The news that Mother Teresa lived with depression for
years shocked me, and I imagine, most people. We think someone with that kind
of spiritual dedication should be beyond the sufferings of ordinary people like
us.
St. Francis of Assisi is one of the best-known saints of the Catholic Church,
widely admired today for his humble embrace of poverty and his peaceful
attitude towards nature. Statues of St. Francis are ubiquitous in gardens. Here
was a golden life, without tragedy, right?
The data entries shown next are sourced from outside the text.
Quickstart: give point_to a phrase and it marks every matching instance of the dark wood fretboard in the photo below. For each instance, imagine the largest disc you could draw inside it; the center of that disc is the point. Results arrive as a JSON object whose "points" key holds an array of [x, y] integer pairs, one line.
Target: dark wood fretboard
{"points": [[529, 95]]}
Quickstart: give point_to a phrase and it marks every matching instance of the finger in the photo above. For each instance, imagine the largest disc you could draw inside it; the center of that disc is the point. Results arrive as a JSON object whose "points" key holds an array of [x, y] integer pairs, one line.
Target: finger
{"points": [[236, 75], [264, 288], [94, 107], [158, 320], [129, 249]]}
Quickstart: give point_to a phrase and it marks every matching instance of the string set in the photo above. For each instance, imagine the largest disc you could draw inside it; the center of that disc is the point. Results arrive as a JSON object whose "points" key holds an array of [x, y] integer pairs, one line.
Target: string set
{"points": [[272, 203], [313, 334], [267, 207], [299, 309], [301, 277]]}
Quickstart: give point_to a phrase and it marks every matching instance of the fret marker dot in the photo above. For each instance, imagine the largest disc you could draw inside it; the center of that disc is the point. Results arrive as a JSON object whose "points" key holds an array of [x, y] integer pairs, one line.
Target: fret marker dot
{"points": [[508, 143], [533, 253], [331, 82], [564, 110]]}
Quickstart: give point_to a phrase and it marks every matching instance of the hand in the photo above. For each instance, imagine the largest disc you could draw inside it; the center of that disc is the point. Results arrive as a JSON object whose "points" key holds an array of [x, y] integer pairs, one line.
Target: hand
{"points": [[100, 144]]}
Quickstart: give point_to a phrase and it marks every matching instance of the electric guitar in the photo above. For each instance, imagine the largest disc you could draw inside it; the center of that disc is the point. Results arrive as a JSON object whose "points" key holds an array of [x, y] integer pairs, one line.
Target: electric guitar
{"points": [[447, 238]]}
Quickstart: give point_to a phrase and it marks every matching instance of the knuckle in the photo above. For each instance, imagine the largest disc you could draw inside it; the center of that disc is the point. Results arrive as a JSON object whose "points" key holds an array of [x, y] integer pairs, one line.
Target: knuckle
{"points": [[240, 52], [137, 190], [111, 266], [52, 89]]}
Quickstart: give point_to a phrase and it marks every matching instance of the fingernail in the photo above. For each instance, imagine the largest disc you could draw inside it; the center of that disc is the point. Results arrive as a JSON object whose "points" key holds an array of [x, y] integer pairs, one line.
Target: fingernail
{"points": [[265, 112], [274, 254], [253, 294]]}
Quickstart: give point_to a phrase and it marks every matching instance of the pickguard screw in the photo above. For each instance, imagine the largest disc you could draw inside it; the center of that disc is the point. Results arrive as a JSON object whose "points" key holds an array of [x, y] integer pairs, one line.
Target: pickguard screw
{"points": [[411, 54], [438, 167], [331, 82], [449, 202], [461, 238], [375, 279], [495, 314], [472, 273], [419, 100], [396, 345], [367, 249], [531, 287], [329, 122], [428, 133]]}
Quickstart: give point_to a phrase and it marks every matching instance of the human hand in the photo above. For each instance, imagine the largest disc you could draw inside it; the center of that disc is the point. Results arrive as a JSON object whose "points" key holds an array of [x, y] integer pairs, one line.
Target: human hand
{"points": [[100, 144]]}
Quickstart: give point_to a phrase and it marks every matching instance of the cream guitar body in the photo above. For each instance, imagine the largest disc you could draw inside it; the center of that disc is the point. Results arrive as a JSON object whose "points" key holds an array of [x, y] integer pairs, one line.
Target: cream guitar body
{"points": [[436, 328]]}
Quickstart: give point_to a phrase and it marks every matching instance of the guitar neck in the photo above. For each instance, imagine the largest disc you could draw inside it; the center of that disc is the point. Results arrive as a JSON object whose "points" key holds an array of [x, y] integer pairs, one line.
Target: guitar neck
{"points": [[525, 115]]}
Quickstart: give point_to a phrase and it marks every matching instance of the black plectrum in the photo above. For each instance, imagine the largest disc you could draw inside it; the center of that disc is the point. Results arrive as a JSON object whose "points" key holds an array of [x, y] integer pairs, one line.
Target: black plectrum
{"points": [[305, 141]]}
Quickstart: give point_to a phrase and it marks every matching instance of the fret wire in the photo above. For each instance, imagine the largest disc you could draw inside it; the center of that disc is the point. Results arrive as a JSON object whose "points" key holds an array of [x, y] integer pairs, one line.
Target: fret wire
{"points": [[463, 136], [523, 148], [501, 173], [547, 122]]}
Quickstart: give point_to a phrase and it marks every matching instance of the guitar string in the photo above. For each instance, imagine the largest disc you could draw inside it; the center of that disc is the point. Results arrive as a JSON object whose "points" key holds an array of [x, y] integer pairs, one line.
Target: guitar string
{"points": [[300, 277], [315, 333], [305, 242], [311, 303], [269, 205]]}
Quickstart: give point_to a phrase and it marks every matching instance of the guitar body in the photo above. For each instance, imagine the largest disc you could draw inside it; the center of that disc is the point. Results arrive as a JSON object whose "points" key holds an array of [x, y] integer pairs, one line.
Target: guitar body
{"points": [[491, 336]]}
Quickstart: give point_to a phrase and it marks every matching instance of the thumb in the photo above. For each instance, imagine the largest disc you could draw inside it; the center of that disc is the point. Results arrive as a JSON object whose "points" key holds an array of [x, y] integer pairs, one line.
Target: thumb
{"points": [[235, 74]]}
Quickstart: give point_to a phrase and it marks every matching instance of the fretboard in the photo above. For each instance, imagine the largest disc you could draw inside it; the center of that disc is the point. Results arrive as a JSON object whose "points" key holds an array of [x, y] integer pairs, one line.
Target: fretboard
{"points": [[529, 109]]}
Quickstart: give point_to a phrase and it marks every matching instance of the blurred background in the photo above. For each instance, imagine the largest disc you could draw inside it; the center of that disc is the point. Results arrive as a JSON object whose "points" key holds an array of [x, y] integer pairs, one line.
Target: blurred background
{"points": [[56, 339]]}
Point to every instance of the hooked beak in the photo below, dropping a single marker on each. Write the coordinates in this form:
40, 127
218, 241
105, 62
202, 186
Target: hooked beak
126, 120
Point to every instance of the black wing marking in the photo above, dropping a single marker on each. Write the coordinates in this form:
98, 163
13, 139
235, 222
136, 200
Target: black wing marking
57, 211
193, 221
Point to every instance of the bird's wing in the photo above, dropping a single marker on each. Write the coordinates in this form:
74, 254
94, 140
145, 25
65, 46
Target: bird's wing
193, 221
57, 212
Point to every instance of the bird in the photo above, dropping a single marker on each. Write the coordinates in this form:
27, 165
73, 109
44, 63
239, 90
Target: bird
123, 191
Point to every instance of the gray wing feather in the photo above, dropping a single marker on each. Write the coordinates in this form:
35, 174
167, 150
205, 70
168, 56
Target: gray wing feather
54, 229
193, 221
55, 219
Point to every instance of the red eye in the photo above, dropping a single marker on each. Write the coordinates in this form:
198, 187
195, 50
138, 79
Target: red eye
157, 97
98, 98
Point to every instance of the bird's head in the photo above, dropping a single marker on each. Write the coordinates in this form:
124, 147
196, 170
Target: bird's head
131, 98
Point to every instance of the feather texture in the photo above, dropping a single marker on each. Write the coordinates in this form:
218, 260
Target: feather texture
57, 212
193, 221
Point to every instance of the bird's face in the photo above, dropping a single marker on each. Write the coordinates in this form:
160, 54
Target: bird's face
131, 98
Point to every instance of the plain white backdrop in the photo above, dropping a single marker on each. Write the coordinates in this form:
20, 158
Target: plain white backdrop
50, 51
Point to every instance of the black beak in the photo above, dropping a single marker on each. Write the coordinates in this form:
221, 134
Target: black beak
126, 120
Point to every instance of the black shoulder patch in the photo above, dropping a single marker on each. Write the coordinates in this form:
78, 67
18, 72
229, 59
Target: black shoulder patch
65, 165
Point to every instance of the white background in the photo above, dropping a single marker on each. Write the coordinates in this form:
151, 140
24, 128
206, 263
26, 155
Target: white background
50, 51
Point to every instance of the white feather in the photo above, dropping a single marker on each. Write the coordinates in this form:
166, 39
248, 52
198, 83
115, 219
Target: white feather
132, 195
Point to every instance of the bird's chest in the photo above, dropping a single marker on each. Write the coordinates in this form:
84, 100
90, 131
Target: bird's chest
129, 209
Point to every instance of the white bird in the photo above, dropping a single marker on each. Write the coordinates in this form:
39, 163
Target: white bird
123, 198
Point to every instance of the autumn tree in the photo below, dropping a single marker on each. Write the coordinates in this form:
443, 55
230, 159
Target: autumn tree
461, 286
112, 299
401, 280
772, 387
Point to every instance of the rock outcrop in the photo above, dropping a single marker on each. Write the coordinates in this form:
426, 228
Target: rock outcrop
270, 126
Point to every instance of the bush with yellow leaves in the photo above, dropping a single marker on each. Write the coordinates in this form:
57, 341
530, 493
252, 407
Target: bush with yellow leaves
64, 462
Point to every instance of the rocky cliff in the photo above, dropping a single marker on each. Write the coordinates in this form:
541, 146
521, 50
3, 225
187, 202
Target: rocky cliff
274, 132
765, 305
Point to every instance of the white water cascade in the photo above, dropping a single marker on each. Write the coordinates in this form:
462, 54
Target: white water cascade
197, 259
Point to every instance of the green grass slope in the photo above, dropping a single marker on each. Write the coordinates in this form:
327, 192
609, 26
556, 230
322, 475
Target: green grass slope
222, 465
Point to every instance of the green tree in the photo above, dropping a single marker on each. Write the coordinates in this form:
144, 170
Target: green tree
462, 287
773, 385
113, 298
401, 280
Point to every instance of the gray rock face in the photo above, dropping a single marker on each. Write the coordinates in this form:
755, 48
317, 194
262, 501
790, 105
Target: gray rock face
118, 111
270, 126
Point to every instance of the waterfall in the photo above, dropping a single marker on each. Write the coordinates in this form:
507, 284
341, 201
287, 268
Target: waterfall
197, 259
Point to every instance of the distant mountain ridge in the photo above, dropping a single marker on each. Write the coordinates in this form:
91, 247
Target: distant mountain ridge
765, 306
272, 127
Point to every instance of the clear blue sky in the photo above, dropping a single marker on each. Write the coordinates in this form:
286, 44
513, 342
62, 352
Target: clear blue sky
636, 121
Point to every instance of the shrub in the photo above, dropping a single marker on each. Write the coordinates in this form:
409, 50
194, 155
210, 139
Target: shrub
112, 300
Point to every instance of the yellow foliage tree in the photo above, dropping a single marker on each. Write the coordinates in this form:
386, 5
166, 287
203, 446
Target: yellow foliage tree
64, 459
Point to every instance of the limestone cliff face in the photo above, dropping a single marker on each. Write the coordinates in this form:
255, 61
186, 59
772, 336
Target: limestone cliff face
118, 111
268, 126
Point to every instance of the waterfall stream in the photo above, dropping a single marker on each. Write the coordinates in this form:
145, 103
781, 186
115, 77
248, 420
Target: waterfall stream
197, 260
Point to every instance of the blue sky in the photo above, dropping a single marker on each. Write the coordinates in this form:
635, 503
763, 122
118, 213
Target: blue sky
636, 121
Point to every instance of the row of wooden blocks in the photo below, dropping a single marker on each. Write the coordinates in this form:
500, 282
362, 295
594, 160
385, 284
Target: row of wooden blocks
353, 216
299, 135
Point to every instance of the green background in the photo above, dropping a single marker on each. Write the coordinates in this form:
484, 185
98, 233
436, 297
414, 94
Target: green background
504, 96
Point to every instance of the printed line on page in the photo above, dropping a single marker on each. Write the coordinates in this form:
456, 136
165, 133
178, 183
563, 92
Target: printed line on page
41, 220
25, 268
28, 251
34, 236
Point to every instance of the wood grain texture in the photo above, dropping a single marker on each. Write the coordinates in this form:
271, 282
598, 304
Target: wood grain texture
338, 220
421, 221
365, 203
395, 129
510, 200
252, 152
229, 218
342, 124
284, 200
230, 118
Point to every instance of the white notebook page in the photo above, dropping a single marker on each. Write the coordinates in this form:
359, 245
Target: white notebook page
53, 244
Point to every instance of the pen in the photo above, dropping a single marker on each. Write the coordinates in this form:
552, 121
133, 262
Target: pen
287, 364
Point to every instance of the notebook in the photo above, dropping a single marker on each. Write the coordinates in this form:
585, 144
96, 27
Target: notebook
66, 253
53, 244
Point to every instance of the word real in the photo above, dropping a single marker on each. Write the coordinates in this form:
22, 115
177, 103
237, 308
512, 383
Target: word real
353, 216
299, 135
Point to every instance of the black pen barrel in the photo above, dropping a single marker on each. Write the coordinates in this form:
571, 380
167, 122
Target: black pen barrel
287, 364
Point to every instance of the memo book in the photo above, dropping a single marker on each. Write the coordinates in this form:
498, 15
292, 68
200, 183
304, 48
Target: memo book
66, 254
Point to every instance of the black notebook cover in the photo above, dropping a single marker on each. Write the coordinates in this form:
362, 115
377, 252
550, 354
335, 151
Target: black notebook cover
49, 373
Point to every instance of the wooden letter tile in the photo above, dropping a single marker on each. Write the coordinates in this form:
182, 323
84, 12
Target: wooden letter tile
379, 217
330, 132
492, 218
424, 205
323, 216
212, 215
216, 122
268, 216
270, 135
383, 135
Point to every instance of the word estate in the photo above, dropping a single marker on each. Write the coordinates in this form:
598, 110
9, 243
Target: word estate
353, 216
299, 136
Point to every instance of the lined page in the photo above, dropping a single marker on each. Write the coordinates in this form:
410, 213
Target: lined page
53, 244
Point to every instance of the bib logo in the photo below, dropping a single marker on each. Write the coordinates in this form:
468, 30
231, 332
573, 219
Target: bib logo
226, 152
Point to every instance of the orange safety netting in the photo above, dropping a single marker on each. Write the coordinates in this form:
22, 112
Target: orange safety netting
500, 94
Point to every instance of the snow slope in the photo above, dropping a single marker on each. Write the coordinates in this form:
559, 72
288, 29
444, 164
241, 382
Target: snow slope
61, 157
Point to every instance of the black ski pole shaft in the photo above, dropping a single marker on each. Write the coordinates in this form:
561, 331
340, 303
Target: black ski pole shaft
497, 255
St. Francis with Sultan al-Kamil Wikimedia Commons |
A review
of two new biographies of St. Francis of Assisi in the New Yorker reveals the tragedy in the saint’s life. [“Rich
Man, Poor Man: The Radical Visions of St. Francis,” by Joan Acocella, New Yorker Jan 14, 2013] Francis was
from a wealthy family, and when he was about twenty-one, in 1202, he went to
war. His side lost and he spent a year in prison. When he came out he was
changed; he was no longer interested in partying with his friends, but spent
entire days praying.
By 1206
he had renounced his inheritance and gained two followers. He believed that
property aroused envy and conflict and was, Ms. Acocella writes, “the one thing
most destructive to peace in the world…To be part of the [Franciscan] group, a
man had to sell all his goods, give the money to the poor, and, like Francis,
sever all ties with his family.”
In ten
years his order of friars became incredibly popular, and grew to number in the
thousands. Francis began sending friars to France, Germany, Hungary, Spain, and
the Middle East.
St.
Francis went to Egypt in 1219 to try and convert the Sultan of Egypt, Syria,
and Palestine to Christianity in order to end the Crusades. He returned (the
Sultan didn’t convert) with malaria and trachoma, a painful eye infection. He
was also vomiting blood. During the last six years of his life he suffered
tremendously from the pain of his physical ailments.